Expedition 39 is finalizing preparations for a 2.5 hour spacewalk scheduled to begin 9:20 a.m. EDT Wednesday. The station crew is also getting ready to send off a Russian space freighter for two days of tests before it redocks again Friday morning.
Spacewalkers Steve Swanson and Rick Mastracchio will install a spare backup computer on the S0 truss located on top of the Destiny laboratory module Wednesday morning. They will remove the old computer which failed April 11 after being shut down then restarted for a periodic health check.
The duo was joined by Commander Koichi Wakata for a short spacewalk procedure conference. The trio also set up the Quest airlock, where they will stage their excursion, and readied spacewalk tools.
Known as a Multiplexer/Demultiplexer (MDM), the backup computer provides telemetry and commands to truss systems, solar alpha rotary joints and the Mobile Transporter rail car which rides along the truss structure. Both MDMs have been at the International Space Station for over 10 years.
There are 45 MDMs throughout the space station. There are 24 inside the orbital laboratory and 21 located externally.
Before Wednesday’s spacewalk, an ISS Progress 53 resupply ship will undock from the Zvezda service module at 4:58 a.m. It will back away about 311 miles from the space station. It will return back to the Zvezda docking port Friday morning after Russian flight controllers have tested its new Kurs automated rendezvous system.
Flight Engineer Mikhail Tyurin closed the hatches to the Progress Tuesday morning and conducted leak checks. He also set up video gear to record its undocking, separation and eventual re-rendezvous and redocking to the station.

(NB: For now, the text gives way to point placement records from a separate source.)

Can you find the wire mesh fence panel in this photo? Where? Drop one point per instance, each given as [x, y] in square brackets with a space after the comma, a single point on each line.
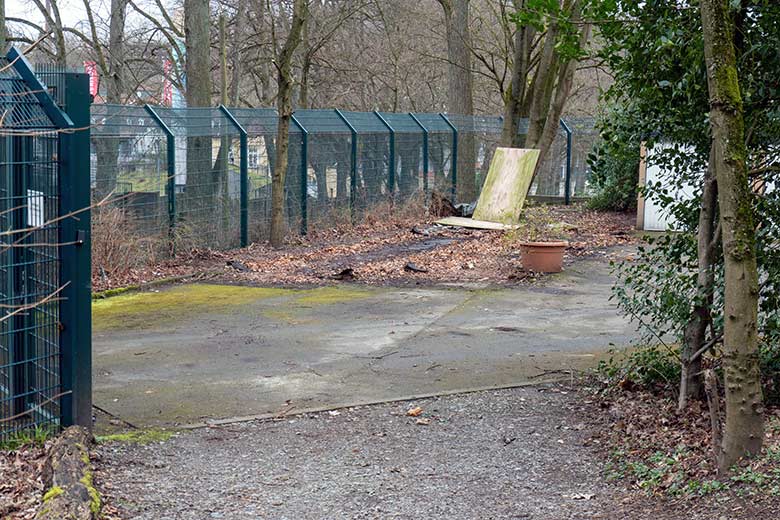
[129, 173]
[339, 164]
[585, 137]
[329, 167]
[408, 159]
[440, 141]
[261, 126]
[207, 182]
[478, 138]
[551, 173]
[373, 159]
[30, 380]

The last time a Progress cargo freighter pulled away from the station and redocked was in July 2012. The ISS Progress 47 space freighter undocked from the Pirs docking compartment for eight days of testing before redocking to the same port. Russian flight controllers were also testing its new Kurs automated rendezvous system.
Cosmonauts Alexander Skvortsov and Oleg Artemyev worked throughout the station’s Russian segment on a host of science and maintenance tasks Tuesday. They performed light plumbing work, checked air ducts and adjusted a gas analyzer. Science work included observing the veins of a crew member’s legs, studying macroparticles in a magnetic field and Earth observations.